— Et comment avance l’article destiné au prochain Gentleman’s Magazine ? demanda-t-il.
Strange réfléchit un instant.
— Je ne l’ai pas tout à fait terminé, répondit-il.
— Quel est son sujet ? Non, ne me dites rien ! Il me tarde vivement de le lire ! Peut-être l’apporterez-vous avec vous demain ?
— Oh ! Demain, sans faute.
Ce soir-là, Arabella entra dans le salon de sa maison de Soho-square ; elle fut légèrement surprise de découvrir son tapis recouvert de petits morceaux de papier sur lesquels étaient notés des charmes, des notes et des fragments de la conversation de Norrell. Planté au milieu de la pièce, Strange scrutait les papiers en s’arrachant les cheveux.

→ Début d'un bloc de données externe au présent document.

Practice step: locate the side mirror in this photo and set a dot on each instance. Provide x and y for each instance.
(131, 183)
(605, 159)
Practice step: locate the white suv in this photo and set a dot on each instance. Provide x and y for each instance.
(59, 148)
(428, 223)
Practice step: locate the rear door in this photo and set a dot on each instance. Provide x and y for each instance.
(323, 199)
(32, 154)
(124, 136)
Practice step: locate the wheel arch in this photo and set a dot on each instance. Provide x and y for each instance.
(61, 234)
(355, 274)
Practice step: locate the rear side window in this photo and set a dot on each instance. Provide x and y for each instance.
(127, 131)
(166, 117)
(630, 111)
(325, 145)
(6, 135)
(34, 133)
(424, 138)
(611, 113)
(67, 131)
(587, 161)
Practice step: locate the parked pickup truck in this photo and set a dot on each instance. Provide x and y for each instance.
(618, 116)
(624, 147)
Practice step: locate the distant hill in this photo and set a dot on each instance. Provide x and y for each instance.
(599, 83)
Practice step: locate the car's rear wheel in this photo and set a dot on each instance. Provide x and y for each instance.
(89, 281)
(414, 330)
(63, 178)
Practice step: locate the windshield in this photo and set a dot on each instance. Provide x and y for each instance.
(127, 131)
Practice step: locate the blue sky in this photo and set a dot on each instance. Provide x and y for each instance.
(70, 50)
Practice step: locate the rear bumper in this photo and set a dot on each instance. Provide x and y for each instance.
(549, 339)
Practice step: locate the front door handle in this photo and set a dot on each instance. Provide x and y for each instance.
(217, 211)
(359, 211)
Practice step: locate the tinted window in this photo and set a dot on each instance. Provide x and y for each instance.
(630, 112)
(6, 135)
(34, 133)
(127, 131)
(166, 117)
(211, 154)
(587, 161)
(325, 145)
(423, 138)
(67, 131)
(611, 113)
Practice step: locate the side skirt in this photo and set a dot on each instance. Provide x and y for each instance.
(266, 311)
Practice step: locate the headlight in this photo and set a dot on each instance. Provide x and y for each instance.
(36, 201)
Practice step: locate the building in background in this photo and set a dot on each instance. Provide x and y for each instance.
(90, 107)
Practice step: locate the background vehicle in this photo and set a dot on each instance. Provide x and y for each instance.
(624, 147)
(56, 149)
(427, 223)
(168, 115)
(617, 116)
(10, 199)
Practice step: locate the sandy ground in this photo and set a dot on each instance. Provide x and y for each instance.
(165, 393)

— Que diable puis-je mettre dans mon article pour le prochain Gentleman’s Magazine ?
— Je ne sais, mon amour. Mr Norrell ne vous a-t-il donc fait aucune suggestion ?
Strange fronça le sourcil.
— Pour une raison que j’ignore, il le croit terminé.

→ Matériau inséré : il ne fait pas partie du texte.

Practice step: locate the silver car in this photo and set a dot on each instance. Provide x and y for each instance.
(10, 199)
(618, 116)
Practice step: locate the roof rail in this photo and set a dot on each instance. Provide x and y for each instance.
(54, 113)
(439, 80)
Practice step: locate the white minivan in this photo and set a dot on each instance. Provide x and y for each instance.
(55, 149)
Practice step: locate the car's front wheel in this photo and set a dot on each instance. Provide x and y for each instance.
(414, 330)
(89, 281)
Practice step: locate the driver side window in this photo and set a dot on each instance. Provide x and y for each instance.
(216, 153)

— Voyons, et si vous traitiez des arbres et de la magie ? proposa Arabella. Vous disiez justement l’autre soir que ce sujet était intéressant et fort négligé.
Strange prit une feuille de papier vierge et commença à gribouiller des notes à la hâte.

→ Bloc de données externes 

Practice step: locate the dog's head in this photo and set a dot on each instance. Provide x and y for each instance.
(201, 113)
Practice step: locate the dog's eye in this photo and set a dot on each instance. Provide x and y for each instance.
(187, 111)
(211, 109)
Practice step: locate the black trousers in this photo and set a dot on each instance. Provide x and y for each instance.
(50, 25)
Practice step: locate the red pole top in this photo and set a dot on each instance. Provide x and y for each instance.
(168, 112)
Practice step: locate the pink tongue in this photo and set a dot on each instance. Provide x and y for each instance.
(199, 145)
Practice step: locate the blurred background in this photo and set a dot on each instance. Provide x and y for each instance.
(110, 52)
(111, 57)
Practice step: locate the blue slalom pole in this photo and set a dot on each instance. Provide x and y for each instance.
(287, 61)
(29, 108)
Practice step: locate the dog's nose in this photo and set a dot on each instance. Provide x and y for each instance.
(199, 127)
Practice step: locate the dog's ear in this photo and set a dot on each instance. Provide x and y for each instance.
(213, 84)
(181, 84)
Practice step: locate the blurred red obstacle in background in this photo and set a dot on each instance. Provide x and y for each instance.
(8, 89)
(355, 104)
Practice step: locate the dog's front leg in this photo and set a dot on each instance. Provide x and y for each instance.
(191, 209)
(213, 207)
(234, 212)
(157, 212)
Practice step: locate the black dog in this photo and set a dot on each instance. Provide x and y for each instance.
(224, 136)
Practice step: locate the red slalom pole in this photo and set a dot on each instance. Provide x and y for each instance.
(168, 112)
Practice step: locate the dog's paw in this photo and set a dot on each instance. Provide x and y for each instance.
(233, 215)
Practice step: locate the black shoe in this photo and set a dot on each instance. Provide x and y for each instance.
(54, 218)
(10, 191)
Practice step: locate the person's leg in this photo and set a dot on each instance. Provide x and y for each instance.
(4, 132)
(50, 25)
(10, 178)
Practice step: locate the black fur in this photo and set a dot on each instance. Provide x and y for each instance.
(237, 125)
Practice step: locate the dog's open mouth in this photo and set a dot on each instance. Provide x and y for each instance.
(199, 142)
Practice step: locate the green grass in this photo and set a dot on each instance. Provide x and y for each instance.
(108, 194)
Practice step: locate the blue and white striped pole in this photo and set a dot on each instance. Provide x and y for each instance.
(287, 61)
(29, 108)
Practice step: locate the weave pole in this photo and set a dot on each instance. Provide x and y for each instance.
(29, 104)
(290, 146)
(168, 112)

— Les chênes peuvent être apprivoisés et vous aideront contre vos ennemis s’ils jugent votre cause juste. Les bois de bouleaux sont connus pour ouvrir des portes sur le monde des fées. Les frênes ne cesseront jamais de s’affliger jusqu’à ce que le roi Corbeau rentre à la maison[117]. Non et non ! Cela ne fera jamais l’affaire. Je ne puis écrire cela. Norrell en aurait une commotion !
Il froissa le papier et le jeta dans les flammes.
— Oh ! Alors peut-être prêterez-vous l’oreille un instant à ce que j’ai à vous conter, lança Arabella. Aujourd’hui je me suis rendue chez Lady Wesbtby, où j’ai rencontré une demoiselle fort singulière qui semble persuadée que vous lui enseignez la magie.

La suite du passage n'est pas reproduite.